Somebody once asked me if they could still be Christian and an Anarchist, and my response was, "give unto Caesar what is Caesar's, give unto God what is Gods." He didn't like it so I tried to expand it like this. I said that only you can define what you believe is God's and what is a king's. If you don't believe that anything belongs to man, then everything simply belongs to God.

I believe god is everything. The One. When I was younger I used to feel connected to it. I couldn't tell you what it was, exactly, but I felt whole, once. My service to the military severed my connection to it, and ever since then I've felt only loss and grief. I've taken Psychedelics, by myself and with authentic shamans, and its only made the wounds more clearly defined. They were not the cure I thought they would be. I classify them as medicine, but they can only take you so far, the rest is up to you. And as far as I've discovered, once the connection has been severed, it's like you're a living deadman, and there is no way to reconnect. 

At least that's what I've been told. 

While I am living in the Sphere of God's influence, I still feel lost and alone. My little boy heart can't take it.

I'm not eager to die, but I have no will to live anymore. I have no close friends, no family, no loved ones. My dog is sick and dying. He was the only thing that I ever really cared about in my lifetime, and I sacrificed my time and life with him to do the Whistleblower bullshit. And, if I can be Frank, I regret it all because I believed in the greatness of mankind and all I've seen is wretched garbage. The way I've been treated has been horrendous. The last 10 years have been Hell on Earth, for me. I swear the world ended in 2012. 

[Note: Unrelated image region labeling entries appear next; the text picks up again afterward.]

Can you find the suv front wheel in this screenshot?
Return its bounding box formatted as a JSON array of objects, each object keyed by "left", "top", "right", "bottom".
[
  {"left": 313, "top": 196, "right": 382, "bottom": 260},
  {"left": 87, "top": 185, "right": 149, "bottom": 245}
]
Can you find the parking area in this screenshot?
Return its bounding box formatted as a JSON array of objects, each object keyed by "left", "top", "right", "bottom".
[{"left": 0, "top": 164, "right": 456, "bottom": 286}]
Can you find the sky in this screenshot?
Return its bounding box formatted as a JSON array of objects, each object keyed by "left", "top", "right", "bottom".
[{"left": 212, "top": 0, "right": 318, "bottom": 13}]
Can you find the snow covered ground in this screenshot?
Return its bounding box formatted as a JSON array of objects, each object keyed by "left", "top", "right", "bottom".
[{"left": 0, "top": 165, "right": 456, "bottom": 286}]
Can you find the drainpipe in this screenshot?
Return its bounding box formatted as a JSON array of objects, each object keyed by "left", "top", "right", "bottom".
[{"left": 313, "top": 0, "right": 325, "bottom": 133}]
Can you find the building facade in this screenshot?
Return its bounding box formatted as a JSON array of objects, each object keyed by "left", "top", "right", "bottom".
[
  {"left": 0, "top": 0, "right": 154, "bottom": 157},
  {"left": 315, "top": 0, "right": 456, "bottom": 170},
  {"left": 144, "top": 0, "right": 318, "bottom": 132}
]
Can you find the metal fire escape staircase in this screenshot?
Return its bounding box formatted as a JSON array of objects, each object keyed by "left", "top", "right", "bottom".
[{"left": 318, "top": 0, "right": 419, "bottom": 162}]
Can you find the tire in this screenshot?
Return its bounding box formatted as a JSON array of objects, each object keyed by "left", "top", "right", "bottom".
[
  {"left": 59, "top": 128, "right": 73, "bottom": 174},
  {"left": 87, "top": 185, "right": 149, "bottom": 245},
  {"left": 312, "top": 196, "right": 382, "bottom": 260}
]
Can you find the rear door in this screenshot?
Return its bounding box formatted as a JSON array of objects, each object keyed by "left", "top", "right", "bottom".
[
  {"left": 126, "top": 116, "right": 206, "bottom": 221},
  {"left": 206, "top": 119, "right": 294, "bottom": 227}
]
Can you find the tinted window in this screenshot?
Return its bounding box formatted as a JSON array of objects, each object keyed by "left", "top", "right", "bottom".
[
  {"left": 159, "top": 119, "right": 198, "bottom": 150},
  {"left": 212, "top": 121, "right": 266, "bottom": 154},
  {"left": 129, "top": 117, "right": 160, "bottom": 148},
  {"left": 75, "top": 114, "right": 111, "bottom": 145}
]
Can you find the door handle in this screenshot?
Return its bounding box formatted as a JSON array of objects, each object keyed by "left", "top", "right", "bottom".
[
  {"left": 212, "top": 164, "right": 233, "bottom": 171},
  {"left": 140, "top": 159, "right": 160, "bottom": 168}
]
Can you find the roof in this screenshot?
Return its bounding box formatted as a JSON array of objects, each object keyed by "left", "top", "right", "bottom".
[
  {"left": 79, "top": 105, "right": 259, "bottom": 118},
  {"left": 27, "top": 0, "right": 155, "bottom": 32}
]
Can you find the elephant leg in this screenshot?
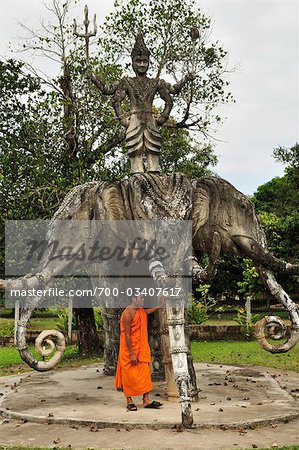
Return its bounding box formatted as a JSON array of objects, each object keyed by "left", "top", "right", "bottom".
[
  {"left": 166, "top": 299, "right": 193, "bottom": 428},
  {"left": 148, "top": 312, "right": 165, "bottom": 381},
  {"left": 158, "top": 308, "right": 179, "bottom": 400},
  {"left": 184, "top": 309, "right": 198, "bottom": 402}
]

At least the one thing that Psychedellics have for sure told me is that taking my own life is no escape from this place, so I might as well wait it out. The best "training" I ever got from the Military was the ability to wait forever for shit to go down and to "nap as needed". The only reason I survived was because of the Power Nap. It should be it's own AFSC.

That's the last joke I have for you.

I'll leave you with this, if you ever came across me and treated me with good intentions and a pure heart, I wish you only blessings in this lifetime. If you ever came to me with ulterior motives, may you fall from your own deceptions so that everyone can see. 

May the spirit of Brandon Wayne Bryant, Rest In Peace, because now I am nobody and filled only with sorrow. If we meet on the street, we are strangers, I care not for anything this world has to give.